Diplomats to visit Burmese pro-democracy leader

Burma's military regime will allow diplomats to meet with pro-democracy leader Aung San Suu Kyi after today's session of her trial.

Burma's military regime will allow diplomats to meet with pro-democracy leader Aung San Suu Kyi after today's session of her trial.

The move follows a hail of international criticism over the junta's handling of her case.

Ms Suu Kyi, who has been in detention without trial for more than 13 of the past 19 years, is accused of violating the terms of her house arrest by allowing an American visitor to stay at her home without official permission.

The offence is punishable by up to five years' imprisonment.

She is standing trial with two female members of her party who live with her, and John W. Yettaw, the American man who triggered the charges by swimming to Ms Suu Kyi's property under the cover of darkness earlier this month and sneaking uninvited into her home.

Ms Suu Kyi, who is being held at the infamous Insein Prison along with scores of other political prisoners, had been scheduled to be freed on May 27 after six consecutive years under house arrest.

The charges against her are widely seen as a pretext for her to stay in detention during polls scheduled for next year - the culmination of the junta's "roadmap to democracy", which has been criticised as a fig leaf for continued military rule.

Burma has been under military rule since 1962. It last held an election in 1990, but the junta refused to honour the results after a landslide victory by Ms Suu Kyi's National League for Democracy party.
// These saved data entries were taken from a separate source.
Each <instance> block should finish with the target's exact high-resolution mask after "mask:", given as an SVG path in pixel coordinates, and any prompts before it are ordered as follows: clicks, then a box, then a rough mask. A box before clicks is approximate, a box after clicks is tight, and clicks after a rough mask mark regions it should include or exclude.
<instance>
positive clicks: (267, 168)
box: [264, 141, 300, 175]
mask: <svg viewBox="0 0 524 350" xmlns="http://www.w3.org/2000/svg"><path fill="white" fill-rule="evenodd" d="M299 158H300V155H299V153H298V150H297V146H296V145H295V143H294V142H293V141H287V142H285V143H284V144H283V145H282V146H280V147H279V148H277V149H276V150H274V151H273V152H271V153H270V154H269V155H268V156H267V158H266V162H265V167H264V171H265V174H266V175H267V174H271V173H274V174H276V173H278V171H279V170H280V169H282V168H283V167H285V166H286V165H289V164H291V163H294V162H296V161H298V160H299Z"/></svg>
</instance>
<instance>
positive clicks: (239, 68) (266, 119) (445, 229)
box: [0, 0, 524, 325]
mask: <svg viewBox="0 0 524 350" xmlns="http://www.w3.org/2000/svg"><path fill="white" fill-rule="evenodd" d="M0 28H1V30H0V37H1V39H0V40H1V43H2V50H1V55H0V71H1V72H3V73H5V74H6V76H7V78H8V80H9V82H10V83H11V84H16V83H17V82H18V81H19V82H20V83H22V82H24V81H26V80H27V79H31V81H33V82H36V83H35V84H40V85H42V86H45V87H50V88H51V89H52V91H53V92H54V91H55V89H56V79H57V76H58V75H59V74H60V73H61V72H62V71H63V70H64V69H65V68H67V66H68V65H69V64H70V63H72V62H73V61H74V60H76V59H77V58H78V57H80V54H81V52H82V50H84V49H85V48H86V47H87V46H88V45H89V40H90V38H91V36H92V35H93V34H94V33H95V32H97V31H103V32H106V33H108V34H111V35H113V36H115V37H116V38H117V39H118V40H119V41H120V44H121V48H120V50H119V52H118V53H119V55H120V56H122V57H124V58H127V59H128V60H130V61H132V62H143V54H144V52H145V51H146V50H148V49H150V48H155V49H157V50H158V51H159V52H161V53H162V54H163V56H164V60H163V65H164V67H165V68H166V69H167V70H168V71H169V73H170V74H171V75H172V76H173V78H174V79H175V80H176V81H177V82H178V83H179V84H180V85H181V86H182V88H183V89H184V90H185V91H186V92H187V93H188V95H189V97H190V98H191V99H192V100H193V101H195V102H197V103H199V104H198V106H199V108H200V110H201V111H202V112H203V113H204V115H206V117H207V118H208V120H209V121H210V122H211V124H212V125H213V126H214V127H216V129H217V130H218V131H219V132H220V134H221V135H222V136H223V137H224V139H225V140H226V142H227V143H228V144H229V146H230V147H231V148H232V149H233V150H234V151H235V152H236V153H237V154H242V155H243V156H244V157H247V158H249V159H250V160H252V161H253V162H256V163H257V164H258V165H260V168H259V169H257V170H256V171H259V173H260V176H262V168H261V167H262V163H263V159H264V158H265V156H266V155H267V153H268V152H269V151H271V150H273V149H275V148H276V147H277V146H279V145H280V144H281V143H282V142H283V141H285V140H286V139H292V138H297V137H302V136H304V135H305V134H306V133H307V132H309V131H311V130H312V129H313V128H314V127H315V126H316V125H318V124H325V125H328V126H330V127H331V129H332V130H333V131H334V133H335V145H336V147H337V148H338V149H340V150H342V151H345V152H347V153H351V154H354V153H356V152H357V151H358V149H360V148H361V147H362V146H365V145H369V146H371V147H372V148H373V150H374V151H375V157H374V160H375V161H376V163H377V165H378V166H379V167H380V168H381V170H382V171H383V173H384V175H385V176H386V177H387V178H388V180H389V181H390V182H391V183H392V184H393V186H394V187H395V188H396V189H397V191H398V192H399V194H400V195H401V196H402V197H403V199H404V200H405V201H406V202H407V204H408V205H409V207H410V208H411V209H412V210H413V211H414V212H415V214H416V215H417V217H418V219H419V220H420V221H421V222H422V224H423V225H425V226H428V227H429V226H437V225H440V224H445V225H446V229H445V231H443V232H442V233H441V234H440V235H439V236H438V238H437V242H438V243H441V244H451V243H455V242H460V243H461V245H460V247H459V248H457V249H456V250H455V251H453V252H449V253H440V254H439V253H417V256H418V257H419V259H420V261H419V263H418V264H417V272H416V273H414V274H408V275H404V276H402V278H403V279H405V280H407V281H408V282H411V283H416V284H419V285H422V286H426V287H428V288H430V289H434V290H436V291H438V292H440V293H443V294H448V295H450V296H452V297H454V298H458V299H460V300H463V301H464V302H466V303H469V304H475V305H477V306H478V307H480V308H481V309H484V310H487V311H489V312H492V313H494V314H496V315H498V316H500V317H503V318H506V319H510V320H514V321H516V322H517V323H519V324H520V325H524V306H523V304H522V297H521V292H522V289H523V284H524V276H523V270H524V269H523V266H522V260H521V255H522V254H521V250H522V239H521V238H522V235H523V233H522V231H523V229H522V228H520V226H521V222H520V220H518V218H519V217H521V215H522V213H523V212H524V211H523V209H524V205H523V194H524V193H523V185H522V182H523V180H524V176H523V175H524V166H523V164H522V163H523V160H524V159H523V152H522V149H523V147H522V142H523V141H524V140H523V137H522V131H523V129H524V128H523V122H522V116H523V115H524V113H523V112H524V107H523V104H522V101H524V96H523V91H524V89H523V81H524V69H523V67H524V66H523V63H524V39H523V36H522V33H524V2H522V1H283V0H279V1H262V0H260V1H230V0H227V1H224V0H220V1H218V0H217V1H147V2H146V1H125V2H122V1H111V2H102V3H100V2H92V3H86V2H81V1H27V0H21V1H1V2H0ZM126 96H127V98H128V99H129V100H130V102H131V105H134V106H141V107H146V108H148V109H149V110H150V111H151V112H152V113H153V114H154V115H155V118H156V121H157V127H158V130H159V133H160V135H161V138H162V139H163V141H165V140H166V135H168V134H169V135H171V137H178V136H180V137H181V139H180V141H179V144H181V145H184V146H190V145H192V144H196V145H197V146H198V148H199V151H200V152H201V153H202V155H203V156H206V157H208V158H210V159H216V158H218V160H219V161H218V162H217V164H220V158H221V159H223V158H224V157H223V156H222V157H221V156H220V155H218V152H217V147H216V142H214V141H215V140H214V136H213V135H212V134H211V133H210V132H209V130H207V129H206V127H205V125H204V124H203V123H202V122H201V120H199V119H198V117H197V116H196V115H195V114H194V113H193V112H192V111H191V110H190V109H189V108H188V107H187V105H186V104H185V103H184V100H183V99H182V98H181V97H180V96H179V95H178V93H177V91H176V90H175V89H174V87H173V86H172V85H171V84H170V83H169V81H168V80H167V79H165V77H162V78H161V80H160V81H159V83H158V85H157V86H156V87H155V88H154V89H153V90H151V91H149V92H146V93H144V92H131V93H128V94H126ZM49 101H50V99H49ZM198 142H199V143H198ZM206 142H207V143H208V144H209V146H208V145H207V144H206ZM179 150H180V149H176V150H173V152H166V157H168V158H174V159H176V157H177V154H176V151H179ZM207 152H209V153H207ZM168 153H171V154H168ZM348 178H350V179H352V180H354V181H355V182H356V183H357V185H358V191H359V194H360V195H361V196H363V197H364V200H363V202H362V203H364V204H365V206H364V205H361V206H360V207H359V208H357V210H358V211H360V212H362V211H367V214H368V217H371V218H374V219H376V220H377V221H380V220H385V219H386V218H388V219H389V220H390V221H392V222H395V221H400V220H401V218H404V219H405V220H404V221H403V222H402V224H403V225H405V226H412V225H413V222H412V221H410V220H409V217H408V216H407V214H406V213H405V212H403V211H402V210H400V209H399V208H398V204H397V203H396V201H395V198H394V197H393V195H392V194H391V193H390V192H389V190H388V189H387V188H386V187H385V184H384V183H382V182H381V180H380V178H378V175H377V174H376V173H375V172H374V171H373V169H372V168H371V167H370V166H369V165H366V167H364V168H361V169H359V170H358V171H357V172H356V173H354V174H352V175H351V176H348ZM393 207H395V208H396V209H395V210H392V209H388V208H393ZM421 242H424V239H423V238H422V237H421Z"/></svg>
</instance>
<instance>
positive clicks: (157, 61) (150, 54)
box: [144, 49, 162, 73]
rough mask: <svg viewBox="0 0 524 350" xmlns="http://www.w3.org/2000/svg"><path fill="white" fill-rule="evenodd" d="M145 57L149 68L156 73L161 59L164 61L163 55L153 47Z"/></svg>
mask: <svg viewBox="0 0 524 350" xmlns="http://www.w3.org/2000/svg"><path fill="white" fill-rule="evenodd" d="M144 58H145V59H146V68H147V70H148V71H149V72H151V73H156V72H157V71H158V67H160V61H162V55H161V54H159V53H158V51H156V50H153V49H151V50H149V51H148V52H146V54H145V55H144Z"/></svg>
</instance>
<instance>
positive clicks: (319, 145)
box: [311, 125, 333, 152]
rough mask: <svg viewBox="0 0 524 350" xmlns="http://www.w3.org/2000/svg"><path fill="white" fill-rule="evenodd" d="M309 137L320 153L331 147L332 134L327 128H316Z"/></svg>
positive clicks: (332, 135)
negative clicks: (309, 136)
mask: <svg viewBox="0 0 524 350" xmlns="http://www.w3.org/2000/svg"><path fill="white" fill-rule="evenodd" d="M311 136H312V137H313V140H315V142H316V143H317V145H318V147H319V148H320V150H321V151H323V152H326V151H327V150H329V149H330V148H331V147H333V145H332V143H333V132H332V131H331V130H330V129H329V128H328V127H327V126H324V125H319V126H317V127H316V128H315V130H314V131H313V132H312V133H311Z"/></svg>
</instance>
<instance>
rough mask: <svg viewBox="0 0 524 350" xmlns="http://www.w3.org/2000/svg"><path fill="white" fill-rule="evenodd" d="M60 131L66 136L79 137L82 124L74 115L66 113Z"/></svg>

The court on Monday rejected a request by Ms Suu Kyi's lawyer for an open trial.

Today however, the country's Information Ministry ruled that five foreign correspondents and five local reporters could attend the trial's afternoon session. Authorities also said all embassies could send one diplomat.

A US consular official had been allowed to attend the court sessions because Mr Yettaw is standing trial, but the proceedings were otherwise closed to the press and public.